一般的に考えれば、田原俊彦は1994年のジャニーズ事務所独立以降、苦境に陥ったように見える。

 同年2月17日の長女誕生記者会見の際に冗談のつもりで発した「僕くらいビッグになると」という言い回しが切り取られ、マスコミにバッシングされた。会見当初『ビッグ』という言葉は、ほとんど話題になっていなかった。しかし、3月1日に事務所を独立すると後ろ盾を失ったためか、冗談に過ぎなかった言葉は『ビッグ発言』と仰々しく報道され、急に傲慢だと叩かれ始めた。

 田原のイメージは急落し、ジャニーズ時代に年間20本以上あったコンサートは独立翌年には東京・大阪・名古屋の3か所に絞られた。ライブ集客の減少は、ジャニーズ事務所独立とマスコミのバッシングが原因と考えられている。

 だが、その2つだけが理由とは言い切れない。
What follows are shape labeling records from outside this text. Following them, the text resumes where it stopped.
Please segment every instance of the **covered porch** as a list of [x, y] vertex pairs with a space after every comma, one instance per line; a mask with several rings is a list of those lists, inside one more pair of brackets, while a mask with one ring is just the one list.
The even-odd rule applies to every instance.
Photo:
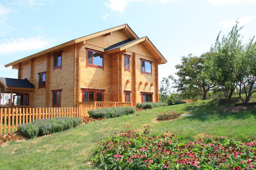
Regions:
[[0, 101], [4, 103], [0, 105], [0, 109], [30, 107], [29, 93], [34, 89], [35, 86], [27, 79], [0, 77], [0, 93], [8, 94], [10, 96], [7, 99], [1, 99], [4, 95], [0, 96]]

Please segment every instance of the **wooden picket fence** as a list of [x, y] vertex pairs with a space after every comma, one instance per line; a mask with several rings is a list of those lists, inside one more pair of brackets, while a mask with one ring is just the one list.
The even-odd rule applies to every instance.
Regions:
[[185, 102], [187, 103], [190, 103], [193, 102], [200, 102], [202, 101], [202, 100], [182, 100], [181, 101], [183, 102]]
[[82, 118], [89, 116], [88, 110], [95, 109], [93, 107], [1, 108], [0, 135], [7, 131], [8, 133], [14, 132], [18, 130], [18, 125], [30, 123], [35, 119], [58, 117]]

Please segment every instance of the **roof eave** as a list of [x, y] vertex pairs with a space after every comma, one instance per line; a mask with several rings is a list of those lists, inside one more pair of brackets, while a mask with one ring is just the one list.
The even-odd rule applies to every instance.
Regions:
[[83, 41], [84, 41], [89, 39], [98, 36], [104, 35], [108, 32], [112, 32], [116, 31], [117, 31], [123, 28], [125, 28], [126, 30], [128, 30], [131, 33], [131, 34], [134, 37], [135, 39], [139, 38], [136, 35], [136, 34], [133, 32], [133, 31], [130, 28], [128, 25], [126, 24], [123, 25], [122, 25], [119, 26], [114, 27], [105, 30], [98, 32], [95, 33], [94, 33], [88, 35], [86, 35], [82, 37], [80, 37], [73, 40], [71, 40], [69, 41], [62, 44], [58, 46], [52, 47], [50, 48], [49, 48], [47, 50], [45, 50], [41, 52], [37, 53], [28, 56], [26, 57], [21, 59], [17, 61], [13, 61], [11, 63], [6, 64], [4, 65], [4, 67], [9, 67], [10, 66], [13, 66], [15, 64], [16, 64], [20, 62], [26, 61], [28, 60], [29, 60], [32, 58], [38, 57], [42, 55], [43, 55], [47, 53], [48, 53], [52, 52], [52, 51], [57, 50], [60, 48], [63, 48], [64, 47], [70, 46], [73, 44], [74, 44], [76, 43], [78, 43]]

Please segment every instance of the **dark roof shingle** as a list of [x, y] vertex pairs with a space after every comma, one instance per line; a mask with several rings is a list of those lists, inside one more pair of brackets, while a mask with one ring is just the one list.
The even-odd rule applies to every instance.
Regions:
[[35, 89], [35, 86], [25, 78], [24, 79], [0, 77], [1, 80], [7, 87], [31, 88]]
[[133, 42], [134, 41], [136, 41], [137, 40], [139, 40], [140, 39], [141, 39], [142, 38], [145, 38], [145, 37], [141, 37], [141, 38], [136, 39], [134, 40], [131, 40], [130, 39], [125, 39], [125, 40], [124, 40], [124, 41], [122, 41], [119, 42], [118, 42], [116, 44], [113, 44], [113, 45], [111, 45], [111, 46], [110, 46], [108, 47], [107, 47], [107, 48], [104, 49], [104, 51], [105, 52], [106, 52], [106, 51], [108, 51], [111, 50], [114, 50], [114, 49], [116, 49], [117, 48], [119, 48], [126, 46], [126, 45], [128, 45], [128, 44], [131, 43]]

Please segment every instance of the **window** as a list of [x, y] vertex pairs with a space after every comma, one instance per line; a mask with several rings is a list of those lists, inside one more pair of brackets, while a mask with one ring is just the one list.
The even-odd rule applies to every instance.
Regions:
[[53, 70], [61, 68], [62, 51], [53, 53]]
[[131, 91], [124, 90], [124, 102], [131, 102]]
[[152, 75], [152, 61], [140, 59], [141, 60], [141, 73]]
[[105, 90], [84, 89], [83, 89], [82, 98], [84, 102], [103, 102]]
[[45, 88], [45, 72], [39, 73], [39, 82], [38, 83], [38, 87], [39, 88]]
[[90, 66], [104, 69], [104, 53], [90, 49], [87, 49], [86, 67]]
[[52, 90], [52, 107], [60, 107], [61, 102], [61, 90]]
[[12, 103], [15, 106], [28, 106], [29, 105], [29, 95], [28, 94], [14, 95]]
[[130, 55], [124, 54], [124, 71], [130, 71]]
[[152, 102], [153, 101], [153, 93], [150, 92], [141, 92], [141, 103]]

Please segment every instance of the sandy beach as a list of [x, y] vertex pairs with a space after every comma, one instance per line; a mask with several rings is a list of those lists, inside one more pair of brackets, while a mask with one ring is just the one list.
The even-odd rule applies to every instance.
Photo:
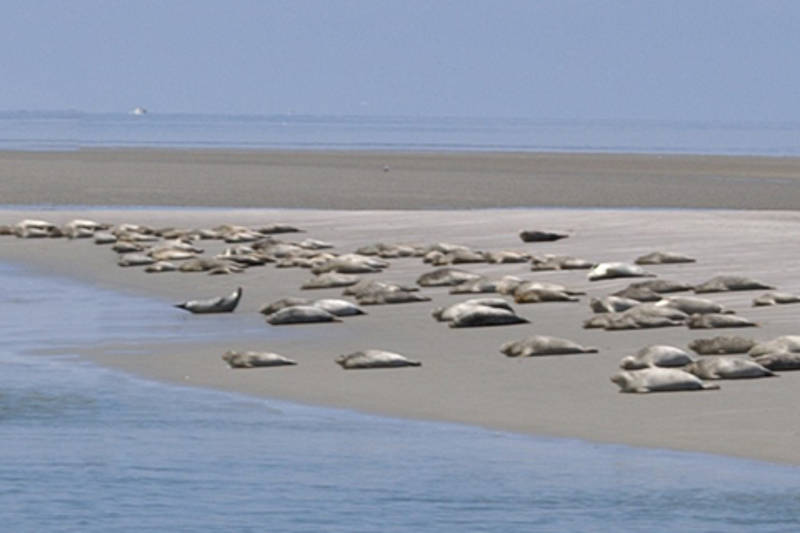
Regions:
[[[741, 274], [800, 293], [794, 274], [800, 245], [800, 213], [794, 211], [798, 180], [800, 161], [790, 158], [4, 152], [0, 224], [23, 218], [60, 224], [76, 217], [180, 228], [283, 222], [302, 228], [300, 239], [329, 241], [337, 252], [379, 241], [452, 242], [484, 251], [630, 262], [665, 250], [695, 257], [697, 263], [648, 267], [660, 278], [700, 283], [718, 274]], [[641, 207], [648, 209], [636, 209]], [[518, 237], [523, 229], [570, 237], [523, 243]], [[216, 241], [203, 246], [206, 255], [223, 248]], [[461, 267], [493, 278], [563, 283], [587, 295], [579, 302], [514, 305], [530, 324], [458, 330], [434, 321], [431, 310], [470, 296], [426, 288], [430, 302], [371, 306], [366, 316], [339, 324], [264, 323], [263, 334], [242, 336], [237, 325], [263, 322], [257, 311], [268, 302], [286, 296], [339, 297], [341, 289], [301, 291], [311, 274], [300, 268], [266, 265], [227, 276], [146, 274], [117, 267], [116, 259], [90, 240], [0, 237], [0, 260], [163, 300], [165, 316], [183, 312], [170, 305], [174, 302], [244, 288], [239, 308], [225, 317], [227, 338], [80, 350], [92, 361], [148, 378], [391, 416], [800, 464], [800, 436], [792, 423], [800, 373], [723, 381], [721, 390], [699, 393], [621, 394], [609, 381], [623, 356], [648, 344], [685, 348], [692, 339], [720, 334], [767, 340], [800, 333], [797, 307], [751, 307], [763, 291], [709, 296], [755, 320], [758, 328], [609, 332], [581, 327], [591, 315], [589, 298], [610, 294], [630, 280], [589, 282], [585, 271], [531, 272], [527, 263], [480, 263]], [[383, 273], [364, 277], [413, 283], [429, 270], [418, 257], [400, 258]], [[213, 315], [189, 319], [220, 320]], [[568, 338], [600, 351], [524, 359], [500, 353], [504, 342], [533, 334]], [[366, 348], [405, 354], [422, 361], [422, 367], [348, 372], [333, 363], [339, 354]], [[299, 364], [230, 370], [220, 360], [228, 349], [274, 351]]]

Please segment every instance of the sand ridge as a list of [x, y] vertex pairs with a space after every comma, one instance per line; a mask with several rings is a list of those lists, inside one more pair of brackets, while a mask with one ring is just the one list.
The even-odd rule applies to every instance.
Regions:
[[[156, 226], [211, 226], [223, 222], [256, 225], [286, 222], [306, 230], [303, 236], [330, 241], [337, 251], [377, 241], [465, 244], [482, 250], [522, 249], [570, 254], [595, 261], [631, 261], [655, 250], [696, 257], [696, 264], [648, 267], [665, 279], [699, 283], [721, 273], [744, 274], [781, 290], [800, 292], [791, 274], [796, 261], [800, 217], [781, 211], [494, 209], [421, 211], [337, 211], [300, 209], [208, 209], [134, 211], [104, 209], [5, 209], [2, 222], [25, 217], [66, 222], [82, 216], [109, 222]], [[521, 229], [563, 231], [554, 243], [525, 244]], [[65, 257], [80, 250], [81, 261]], [[78, 277], [104, 286], [163, 299], [164, 312], [181, 312], [171, 301], [226, 293], [242, 285], [245, 296], [235, 315], [251, 319], [257, 309], [280, 297], [303, 295], [298, 287], [310, 274], [302, 269], [260, 267], [240, 275], [145, 274], [117, 267], [115, 256], [91, 242], [0, 239], [0, 257], [39, 270]], [[714, 332], [685, 327], [628, 332], [586, 330], [588, 299], [627, 285], [629, 280], [589, 282], [585, 271], [530, 272], [528, 264], [466, 265], [492, 277], [513, 274], [585, 289], [580, 302], [515, 305], [529, 325], [452, 330], [434, 321], [435, 306], [466, 299], [446, 288], [426, 289], [427, 303], [376, 306], [364, 317], [341, 324], [292, 326], [275, 335], [213, 343], [87, 347], [95, 361], [156, 379], [258, 394], [311, 404], [352, 408], [403, 417], [448, 420], [535, 434], [574, 437], [723, 453], [800, 464], [792, 425], [800, 374], [778, 379], [726, 381], [720, 391], [627, 395], [609, 376], [619, 360], [652, 343], [685, 347]], [[419, 258], [392, 260], [376, 279], [410, 283], [431, 267]], [[202, 288], [202, 291], [200, 290]], [[202, 294], [199, 294], [202, 292]], [[313, 297], [339, 297], [341, 290], [314, 291]], [[753, 292], [715, 295], [716, 301], [762, 324], [747, 331], [759, 339], [796, 333], [792, 306], [752, 308]], [[737, 333], [739, 333], [737, 331]], [[565, 337], [597, 346], [599, 354], [509, 359], [499, 352], [509, 340], [530, 334]], [[134, 348], [134, 353], [128, 349]], [[382, 348], [422, 361], [418, 369], [343, 371], [335, 356]], [[298, 361], [296, 367], [230, 370], [220, 356], [229, 349], [261, 349]], [[121, 354], [127, 355], [121, 355]]]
ファン層の一群を形成する1960年代後半生まれの女性が子育てに奔走していた時期とも重なるからだ。

 2010年代に入ってから、田原のライブ本数は増え、会場のキャパシティも広くなった。東京開催は2000年代Zeep Tokyo(椅子使用1200人収容)だったが、2011年以降中野サンプラザ(2222名収容)になっている。

 2011年の『爆報!THEフライデー』(TBS系)のビッグ発言検証放送によって誤解が解けたのも大きいが、ファンに話を聞くと、子育てを終えて再びライブに足を運ぶようになったケースも頻繁にあるようだ。

◆「ジャニーズ事務所はティーンエイジャーのための会社であるべき」

 人は得てして、センセーショナルな言葉や出来事に目を奪われがちだが、問題は何事ももっと身近なところにあるのではないか。冷静に状況を分析すると、違う答えが導き出せることもある。